Malheureusement, le chemin à parcourir semble encore long, puisque l’auteur a constaté que sa bande dessinée était principalement achetée par des femmes pour leurs compagnons: «Depuis la sortie du livre, je me rend compte qu’il a un petit effet “sextoy”. Quand j’organise des rencontres ou des signatures, ce sont des femmes qui viennent et qui me disent de signer le livre pour leur copain ou leur mari. Beaucoup m’écrivent aussi pour me raconter “ce que leur mec en a pensé”. C’est cool. Mais cela renforce la sensation que les hommes n’osent pas –comme pour les sextoys. La plupart sont ok, mais envoient leur copine l’acheter.»

J’ai été convaincue par son propos, touchée par les hommes qui avaient trouvé le courage de s’exprimer –comme je le suis toujours quand c’est le cas, quel que soit le contexte.
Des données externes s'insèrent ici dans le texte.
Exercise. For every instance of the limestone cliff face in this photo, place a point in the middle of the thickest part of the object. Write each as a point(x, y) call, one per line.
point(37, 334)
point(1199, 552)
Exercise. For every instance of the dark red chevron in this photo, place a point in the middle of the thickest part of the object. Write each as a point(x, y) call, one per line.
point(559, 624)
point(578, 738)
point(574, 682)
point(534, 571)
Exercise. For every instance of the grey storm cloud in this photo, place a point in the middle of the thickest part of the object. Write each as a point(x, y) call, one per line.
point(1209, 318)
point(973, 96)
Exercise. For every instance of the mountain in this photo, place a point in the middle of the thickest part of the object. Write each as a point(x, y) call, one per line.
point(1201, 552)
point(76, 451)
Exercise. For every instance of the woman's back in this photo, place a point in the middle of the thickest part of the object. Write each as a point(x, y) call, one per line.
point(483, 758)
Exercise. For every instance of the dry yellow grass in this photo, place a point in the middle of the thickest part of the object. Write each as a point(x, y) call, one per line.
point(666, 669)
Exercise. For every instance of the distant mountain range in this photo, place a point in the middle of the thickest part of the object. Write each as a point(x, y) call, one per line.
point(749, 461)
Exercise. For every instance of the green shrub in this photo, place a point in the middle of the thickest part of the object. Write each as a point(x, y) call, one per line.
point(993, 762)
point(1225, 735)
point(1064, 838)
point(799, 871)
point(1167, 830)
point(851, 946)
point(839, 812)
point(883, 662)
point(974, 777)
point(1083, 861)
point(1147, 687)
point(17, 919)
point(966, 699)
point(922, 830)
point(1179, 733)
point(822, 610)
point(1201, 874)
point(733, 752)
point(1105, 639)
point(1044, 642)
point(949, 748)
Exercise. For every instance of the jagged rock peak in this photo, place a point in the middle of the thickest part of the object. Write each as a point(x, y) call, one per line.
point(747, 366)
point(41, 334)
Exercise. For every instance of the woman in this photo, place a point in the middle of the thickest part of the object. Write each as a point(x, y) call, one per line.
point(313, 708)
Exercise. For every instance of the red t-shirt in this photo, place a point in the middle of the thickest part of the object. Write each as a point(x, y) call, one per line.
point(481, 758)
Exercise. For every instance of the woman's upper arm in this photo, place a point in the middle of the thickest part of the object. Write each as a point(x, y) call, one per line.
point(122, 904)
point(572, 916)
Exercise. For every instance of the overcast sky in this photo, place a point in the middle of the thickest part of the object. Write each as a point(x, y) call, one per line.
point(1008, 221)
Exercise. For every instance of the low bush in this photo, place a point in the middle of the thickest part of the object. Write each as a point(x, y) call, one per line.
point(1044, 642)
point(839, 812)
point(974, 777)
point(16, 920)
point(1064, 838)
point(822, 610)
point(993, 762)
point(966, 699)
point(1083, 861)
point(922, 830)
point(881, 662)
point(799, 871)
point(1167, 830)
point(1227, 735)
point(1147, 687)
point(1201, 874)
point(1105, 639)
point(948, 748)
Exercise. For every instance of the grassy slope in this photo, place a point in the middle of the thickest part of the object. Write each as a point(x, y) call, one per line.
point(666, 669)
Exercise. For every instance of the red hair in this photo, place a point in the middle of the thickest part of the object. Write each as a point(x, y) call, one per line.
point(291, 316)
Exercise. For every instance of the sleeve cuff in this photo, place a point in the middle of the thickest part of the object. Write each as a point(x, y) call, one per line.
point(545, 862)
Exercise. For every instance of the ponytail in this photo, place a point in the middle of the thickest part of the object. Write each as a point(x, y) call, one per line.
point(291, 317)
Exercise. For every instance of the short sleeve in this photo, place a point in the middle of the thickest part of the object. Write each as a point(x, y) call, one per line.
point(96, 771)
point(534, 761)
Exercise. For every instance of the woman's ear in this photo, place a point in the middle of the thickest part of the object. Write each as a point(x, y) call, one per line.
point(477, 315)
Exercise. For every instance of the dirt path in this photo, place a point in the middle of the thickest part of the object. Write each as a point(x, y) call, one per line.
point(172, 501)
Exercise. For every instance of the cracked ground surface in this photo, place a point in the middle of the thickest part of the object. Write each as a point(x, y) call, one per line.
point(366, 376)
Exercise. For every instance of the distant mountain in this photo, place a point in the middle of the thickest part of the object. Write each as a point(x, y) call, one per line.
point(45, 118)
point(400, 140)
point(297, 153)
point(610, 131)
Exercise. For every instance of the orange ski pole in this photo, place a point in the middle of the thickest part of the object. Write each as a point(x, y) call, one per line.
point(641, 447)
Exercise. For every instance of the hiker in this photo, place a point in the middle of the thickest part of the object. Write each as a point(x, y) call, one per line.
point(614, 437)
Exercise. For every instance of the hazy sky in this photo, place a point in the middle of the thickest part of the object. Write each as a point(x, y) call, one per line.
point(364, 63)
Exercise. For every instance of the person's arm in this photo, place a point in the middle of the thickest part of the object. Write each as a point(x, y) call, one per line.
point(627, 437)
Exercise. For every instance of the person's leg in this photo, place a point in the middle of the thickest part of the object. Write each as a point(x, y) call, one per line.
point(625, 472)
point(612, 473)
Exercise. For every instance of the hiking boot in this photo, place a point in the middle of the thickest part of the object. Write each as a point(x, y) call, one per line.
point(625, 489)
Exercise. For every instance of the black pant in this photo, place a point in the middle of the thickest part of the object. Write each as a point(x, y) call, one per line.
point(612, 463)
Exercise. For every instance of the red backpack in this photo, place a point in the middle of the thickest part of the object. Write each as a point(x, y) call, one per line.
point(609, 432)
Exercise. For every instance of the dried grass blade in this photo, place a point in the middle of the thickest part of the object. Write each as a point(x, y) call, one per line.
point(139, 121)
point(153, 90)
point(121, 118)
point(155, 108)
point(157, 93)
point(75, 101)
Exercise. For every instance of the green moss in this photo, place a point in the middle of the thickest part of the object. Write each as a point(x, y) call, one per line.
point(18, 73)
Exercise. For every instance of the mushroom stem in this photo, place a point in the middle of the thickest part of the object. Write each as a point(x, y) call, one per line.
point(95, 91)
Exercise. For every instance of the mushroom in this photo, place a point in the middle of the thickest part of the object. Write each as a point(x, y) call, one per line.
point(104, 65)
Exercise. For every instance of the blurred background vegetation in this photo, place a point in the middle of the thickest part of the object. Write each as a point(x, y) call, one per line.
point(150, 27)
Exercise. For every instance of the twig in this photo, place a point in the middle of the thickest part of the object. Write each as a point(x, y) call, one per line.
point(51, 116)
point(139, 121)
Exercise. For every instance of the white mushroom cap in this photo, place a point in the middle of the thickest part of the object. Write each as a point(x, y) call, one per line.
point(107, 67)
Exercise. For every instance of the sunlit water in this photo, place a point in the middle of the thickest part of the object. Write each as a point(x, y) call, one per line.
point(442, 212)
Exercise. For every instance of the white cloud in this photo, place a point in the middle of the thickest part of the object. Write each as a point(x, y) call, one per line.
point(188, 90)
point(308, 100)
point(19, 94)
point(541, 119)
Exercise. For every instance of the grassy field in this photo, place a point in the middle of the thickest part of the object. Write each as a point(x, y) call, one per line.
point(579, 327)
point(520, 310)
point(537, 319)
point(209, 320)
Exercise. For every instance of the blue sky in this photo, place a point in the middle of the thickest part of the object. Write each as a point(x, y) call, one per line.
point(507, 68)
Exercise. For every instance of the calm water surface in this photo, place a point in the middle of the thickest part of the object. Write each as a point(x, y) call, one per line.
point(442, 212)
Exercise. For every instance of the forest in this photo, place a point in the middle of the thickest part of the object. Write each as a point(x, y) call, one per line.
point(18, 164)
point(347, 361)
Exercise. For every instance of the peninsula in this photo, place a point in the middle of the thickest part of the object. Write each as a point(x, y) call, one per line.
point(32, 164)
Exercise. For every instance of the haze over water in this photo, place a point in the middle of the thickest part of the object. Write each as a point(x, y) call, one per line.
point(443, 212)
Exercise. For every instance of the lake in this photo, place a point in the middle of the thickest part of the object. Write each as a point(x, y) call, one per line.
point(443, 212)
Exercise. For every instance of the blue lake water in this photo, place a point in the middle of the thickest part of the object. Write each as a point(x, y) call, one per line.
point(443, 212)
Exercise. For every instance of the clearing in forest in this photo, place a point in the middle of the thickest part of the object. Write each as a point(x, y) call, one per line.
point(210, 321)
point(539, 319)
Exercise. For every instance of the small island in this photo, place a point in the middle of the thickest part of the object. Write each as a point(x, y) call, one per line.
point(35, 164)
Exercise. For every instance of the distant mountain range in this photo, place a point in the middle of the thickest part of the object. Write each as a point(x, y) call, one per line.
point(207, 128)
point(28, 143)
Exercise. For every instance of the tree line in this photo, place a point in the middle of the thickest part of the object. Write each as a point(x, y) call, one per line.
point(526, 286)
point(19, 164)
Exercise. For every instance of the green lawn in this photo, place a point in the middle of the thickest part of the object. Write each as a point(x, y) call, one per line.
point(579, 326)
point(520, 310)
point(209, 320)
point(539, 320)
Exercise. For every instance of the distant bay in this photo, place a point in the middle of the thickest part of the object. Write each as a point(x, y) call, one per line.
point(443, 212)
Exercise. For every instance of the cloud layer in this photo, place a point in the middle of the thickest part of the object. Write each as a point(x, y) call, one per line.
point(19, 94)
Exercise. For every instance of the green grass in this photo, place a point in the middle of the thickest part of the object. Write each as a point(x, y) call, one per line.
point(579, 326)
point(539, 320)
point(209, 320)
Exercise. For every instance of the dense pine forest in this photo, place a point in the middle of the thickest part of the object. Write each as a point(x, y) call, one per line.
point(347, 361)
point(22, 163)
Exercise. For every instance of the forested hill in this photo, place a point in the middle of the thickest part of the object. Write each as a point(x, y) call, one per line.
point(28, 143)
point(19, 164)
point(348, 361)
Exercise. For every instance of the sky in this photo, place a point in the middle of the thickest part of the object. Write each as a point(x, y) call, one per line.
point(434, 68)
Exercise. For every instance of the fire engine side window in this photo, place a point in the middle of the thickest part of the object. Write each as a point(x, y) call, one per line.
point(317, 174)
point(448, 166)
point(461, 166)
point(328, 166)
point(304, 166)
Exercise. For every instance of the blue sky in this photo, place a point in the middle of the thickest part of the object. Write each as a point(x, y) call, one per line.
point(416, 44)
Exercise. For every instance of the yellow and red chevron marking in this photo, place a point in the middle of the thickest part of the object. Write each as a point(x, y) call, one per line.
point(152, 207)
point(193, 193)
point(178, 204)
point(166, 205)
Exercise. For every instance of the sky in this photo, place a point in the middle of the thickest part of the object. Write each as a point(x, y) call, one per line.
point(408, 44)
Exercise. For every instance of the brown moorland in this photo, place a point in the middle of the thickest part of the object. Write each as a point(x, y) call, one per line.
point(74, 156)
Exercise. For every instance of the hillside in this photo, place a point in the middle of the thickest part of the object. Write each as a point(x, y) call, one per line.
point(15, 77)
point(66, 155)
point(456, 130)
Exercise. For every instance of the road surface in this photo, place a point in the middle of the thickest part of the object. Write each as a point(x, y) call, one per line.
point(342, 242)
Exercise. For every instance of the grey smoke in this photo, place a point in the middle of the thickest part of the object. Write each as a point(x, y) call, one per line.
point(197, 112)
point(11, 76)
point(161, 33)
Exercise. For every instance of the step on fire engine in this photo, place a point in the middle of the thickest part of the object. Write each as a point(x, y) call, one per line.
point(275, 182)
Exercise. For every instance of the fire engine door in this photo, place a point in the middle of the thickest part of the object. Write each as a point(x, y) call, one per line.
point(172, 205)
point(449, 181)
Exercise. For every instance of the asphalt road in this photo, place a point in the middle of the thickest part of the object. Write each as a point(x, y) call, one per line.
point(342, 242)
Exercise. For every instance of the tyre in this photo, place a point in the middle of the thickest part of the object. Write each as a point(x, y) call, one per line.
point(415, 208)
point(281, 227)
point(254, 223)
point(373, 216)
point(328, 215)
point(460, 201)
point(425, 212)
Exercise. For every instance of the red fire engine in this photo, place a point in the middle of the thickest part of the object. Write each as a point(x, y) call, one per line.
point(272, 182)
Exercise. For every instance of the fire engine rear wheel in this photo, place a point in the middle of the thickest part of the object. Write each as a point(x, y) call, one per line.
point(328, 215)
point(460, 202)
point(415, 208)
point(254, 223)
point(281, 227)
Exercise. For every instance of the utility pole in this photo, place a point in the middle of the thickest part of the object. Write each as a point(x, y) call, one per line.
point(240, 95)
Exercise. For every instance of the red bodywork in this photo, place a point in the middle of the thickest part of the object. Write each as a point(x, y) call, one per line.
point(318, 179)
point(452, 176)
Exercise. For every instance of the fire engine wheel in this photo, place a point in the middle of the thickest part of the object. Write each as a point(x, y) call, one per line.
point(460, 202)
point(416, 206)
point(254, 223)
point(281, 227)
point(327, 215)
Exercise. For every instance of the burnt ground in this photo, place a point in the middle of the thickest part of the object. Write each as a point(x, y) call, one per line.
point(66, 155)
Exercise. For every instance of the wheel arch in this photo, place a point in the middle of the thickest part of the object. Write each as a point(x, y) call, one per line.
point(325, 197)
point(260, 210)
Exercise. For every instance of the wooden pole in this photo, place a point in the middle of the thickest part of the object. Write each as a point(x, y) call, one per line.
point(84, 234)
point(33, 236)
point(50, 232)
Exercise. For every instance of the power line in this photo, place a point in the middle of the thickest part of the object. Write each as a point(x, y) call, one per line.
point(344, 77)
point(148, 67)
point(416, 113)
Et si je n’ai pas appris grand chose personnellement, étant déjà largement abreuvée d’informations, je pense qu’il ouvre une porte positivement réjouissante pour l’avenir.

Parce que je voulais une confirmation, j’ai demandé à Cookie Kalkair s’il se définissait comme féministe, et c’est avec ces mots qu’il m’a répondu: «J’adore la citation de Groucho Marx: “Les hommes sont des femmes comme les autres.” C’est vraiment l’une des conclusions du projet et du livre. Que les rôles usés du féminin et du masculin sont en train de changer, et tant mieux. Que le féminisme aide beaucoup à transformer notre société et à rétablir une égalité entre les genres. Il y a encore beaucoup de boulot et d’efforts à faire pour que cela soit partagé partout dans le monde, mais au moins, on va dans la bonne direction en ouvrant le dialogue et en secouant les clichés.» Amen.